APData1

APData1: Importing data from EXCEL Spreadsheets into SAS

Prepared by Wendy Bergerud

Last Saved: 30 October 2003

This annotated program will walk you through the steps involved in importing data from EXCEL spreadsheets into SAS. I have created two dummy EXCEL spreadsheets for this exercise. They are FirstVariable.XLS and Second_Variable.XLS. Screen shots of these are in the appendix.

The easiest way to import an EXCEL spreadsheet is to use the import wizard. This requires the following steps in SAS:

1)  Click on the File drop-down menu

2)  Choose Import Data

3)  The default settings on this next screen are usually what we want, namely:
- The Standard data source is checked and the option showing is:
- Microsoft Excel 97 or 2000 (*.xls). If not, make it so, and click on Next

4)  Tell SAS where the EXCEL spreadsheet is. You can use the Browse button to find it. Browse will start in your current working directory (showing at the bottom of the SAS window), so this is a good place in which to have the file.
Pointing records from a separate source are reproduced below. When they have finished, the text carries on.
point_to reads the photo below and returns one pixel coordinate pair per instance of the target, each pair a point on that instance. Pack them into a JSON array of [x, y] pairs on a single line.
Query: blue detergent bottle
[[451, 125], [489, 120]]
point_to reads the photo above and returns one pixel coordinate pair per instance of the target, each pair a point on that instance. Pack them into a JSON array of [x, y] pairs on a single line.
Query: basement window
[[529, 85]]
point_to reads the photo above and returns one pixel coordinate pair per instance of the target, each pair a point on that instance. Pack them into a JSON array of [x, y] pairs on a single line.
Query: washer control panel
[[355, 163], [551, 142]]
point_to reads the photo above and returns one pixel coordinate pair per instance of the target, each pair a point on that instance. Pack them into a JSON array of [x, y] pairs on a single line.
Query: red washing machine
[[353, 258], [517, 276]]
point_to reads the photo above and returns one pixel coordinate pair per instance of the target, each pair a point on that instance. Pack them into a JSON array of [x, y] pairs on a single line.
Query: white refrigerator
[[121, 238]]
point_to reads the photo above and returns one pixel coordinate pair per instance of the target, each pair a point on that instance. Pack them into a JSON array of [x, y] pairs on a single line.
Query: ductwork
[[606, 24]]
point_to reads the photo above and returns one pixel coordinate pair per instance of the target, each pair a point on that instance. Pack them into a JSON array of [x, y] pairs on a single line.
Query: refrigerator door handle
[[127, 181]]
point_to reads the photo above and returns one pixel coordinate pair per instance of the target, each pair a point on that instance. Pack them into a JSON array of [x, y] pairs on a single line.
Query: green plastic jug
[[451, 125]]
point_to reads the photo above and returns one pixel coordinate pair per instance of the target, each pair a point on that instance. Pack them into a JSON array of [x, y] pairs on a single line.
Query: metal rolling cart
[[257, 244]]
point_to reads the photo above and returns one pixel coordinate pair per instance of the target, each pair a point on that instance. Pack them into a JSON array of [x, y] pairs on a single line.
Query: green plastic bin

5)  Once you have selected the file, click on the box called options. If you have variable names in the row right above the data, check on the box: Column names in first row.
- If the column names are in the very first row of the spreadsheet, click on Next.
- If the column names are not in the very first row of the spreadsheet, you may have to specify the cell range that you want to import. This is done in the Worksheet/Range box. The drop-down arrow will list the worksheets available. If you have renamed the worksheet, both names may be there. For firstvariable.xls, we use: No_blank$A8:E32. Now click on Next.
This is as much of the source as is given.